Saturday, September 18, 2010

Should I Co-Sign to Help Someone Obtain Credit?

Recent shifts in policy have made it harder for young people and people without excellent credit to get their own loans and credit cards.  The CARD act now states that those under the age of 21 can not hold a credit card without either a steady job or a co-signer.  Those who have blemishes on their credit report are in a similar situation since lenders are less likely to turn the other cheek and offer these individuals new loans or credit cards.  With no where else to turn, these individuals are now turning to co-signers for assistance, but should you help them?  
Saying no to pleas from friends and family members looking for help can be tough, but remember, you should take careful consideration before cosigning.  Needless to say arguments about payments, loan status, and lack of communication can cause disputes and damage personal relationships.  Co-signing for those who are not close to can cause turmoil as well.
Lately, many have attempted to capitalize on the tight credit market by charging upfront fees to co-sign for individuals they don’t even know well.  Message boards and online posts are full of people looking for advice on how to start a cosigning business.  Teenagers and young adults without jobs as well as those who have damaged their credit due to bankruptcy make good prey for those looking to charge upfront fees to cosign.  If you’re considering starting this type of business, however, think twice before doing so.  While co-signing for a stranger may not be illegal, some may find it morally wrong and it could possibly end with both you and your co-signee in hot water with creditors. 

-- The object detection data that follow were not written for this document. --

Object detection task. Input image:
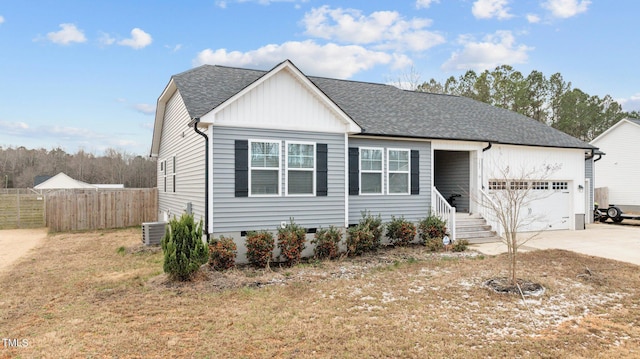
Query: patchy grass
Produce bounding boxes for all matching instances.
[0,229,640,358]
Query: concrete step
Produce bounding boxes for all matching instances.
[458,236,502,244]
[456,230,496,239]
[456,224,491,233]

You must be prepared to literally bail out the person you co-signed for should they default or become late on payments.  Otherwise, you’ll reap all of the disastrous results of late payments on your credit history.  In addition, cosigning makes it appear to credit card companies like you have several accounts.  Too many accounts could lower your FICO score.  If you’ve been in any of these situations, you should begin working on repairing yourdamaged credit now and refrain from cosigning for others in the future.